Lester Young Plays and Talks

Polka Dots and a Blindfold Test

Lester Young at Newport; photo by Ted Williams

Here’s some choice Lester Young material to complement the feature I’m presenting on him this week in Jazz à la Mode. My focus is Lester’s work as a leader in the forties and fifties after he’d come to prominence with Count Basie and begun making records under his own name. This period found the tenor saxophonist leading a succession of combos on a part-time basis. He’d begun touring with Jazz at the Philharmonic in 1946, which left fronting his own combo a secondary enterprise; as a result, changes in personnel were fairly routine. Consider the pianists Young played with between 1942 and ’55: Nat King Cole, Sam Price, Johnny Guarnieri, Kenny Kersey, Joe Albany, Hank Jones, Junior Mance, Kenny Drew, John Lewis, Oscar Peterson, Horace Silver, and Gildo Mahones. The only sideman to maintain a steady association with Lester was trumpeter Jesse Drakes who joined in 1948 and remained through the mid-fifties. Drakes was a Juilliard grad whose playing experience ranged from the Savoy Sultans to Harry Belafonte to Motown studio work; that he’s so little known outside of his recordings with Lester underscores how deep the ranks of trumpet greats were back in the day.

Jesse Drakes
Jesse Drakes

One of Lester’s favorite ballads was “Polka Dots and Moonbeams.” Composed by Jimmy Van Heusen and Johnny Burke in 1940 for Tommy Dorsey, it was Frank Sinatra’s first hit record. Sinatra, whom Lester admired as a vocalist, may have guided repertoire choices for Pres much like Ahmad Jamal did for Miles Davis. Lester first recorded it on his 1949 Mercury session with Hank Jones, Ray Brown, and Buddy Rich. His best known performance of “Polka Dots…” was made on a reunion with Count Basie at the Newport Jazz Festival in 1957.

The masterful performance, marred slightly by John Hammond’s intrusive introduction of Jo Jones over the opening phrase of Lester’s solo, is one of the highlights of Young’s late career. Coupled with his one-chorus solo on Billie Holiday’s “Fine and Mellow” on The Sound of Jazz television broadcast that same year, they serve as poetic and poignant capstones of Young’s highly personal art.

Here’s Lester playing “Polka Dots…” on an Art Ford Jazz Party television special. Ray Bryant is the pianist.

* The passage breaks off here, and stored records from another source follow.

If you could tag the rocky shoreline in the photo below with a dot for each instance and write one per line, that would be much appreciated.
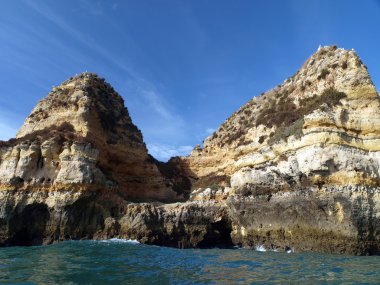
(295, 168)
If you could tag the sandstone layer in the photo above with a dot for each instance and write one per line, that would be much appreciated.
(295, 168)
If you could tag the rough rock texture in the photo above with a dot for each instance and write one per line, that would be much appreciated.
(301, 161)
(82, 137)
(295, 168)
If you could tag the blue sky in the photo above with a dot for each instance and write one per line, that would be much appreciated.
(183, 67)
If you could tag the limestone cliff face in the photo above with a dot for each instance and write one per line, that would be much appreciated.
(295, 168)
(82, 137)
(77, 145)
(301, 161)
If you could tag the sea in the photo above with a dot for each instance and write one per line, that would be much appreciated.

Two weeks ago, Loren Schoenberg of the Jazz Museum of Harlem posted on YouTube an excerpt of Leonard Feather’s interview of Young for a Blindfold Test that was published in Down Beat on November 2, 1951. It makes for fascinating listening as Lester talks about musicians and records, extols Bud Freeman as an original “stylist” and identifies his colleague Pee Wee Russell as part of the group playing “Dixielanderini.” (How I love Lester’s use of that suffix!) He also refers to a couple of the “bruising” experiences that had shaped his life, the “teardrops” shed over being harassed by Fletcher Henderson’s wife and sidemen for not conforming to the orthodox tenor style of Coleman Hawkins, and how something that went down with Basie “broke my heart.” Lester’s language is studded with the personal slang for which he was renowned; “nice eyes” is prominent in his expression of approval for some of the records played.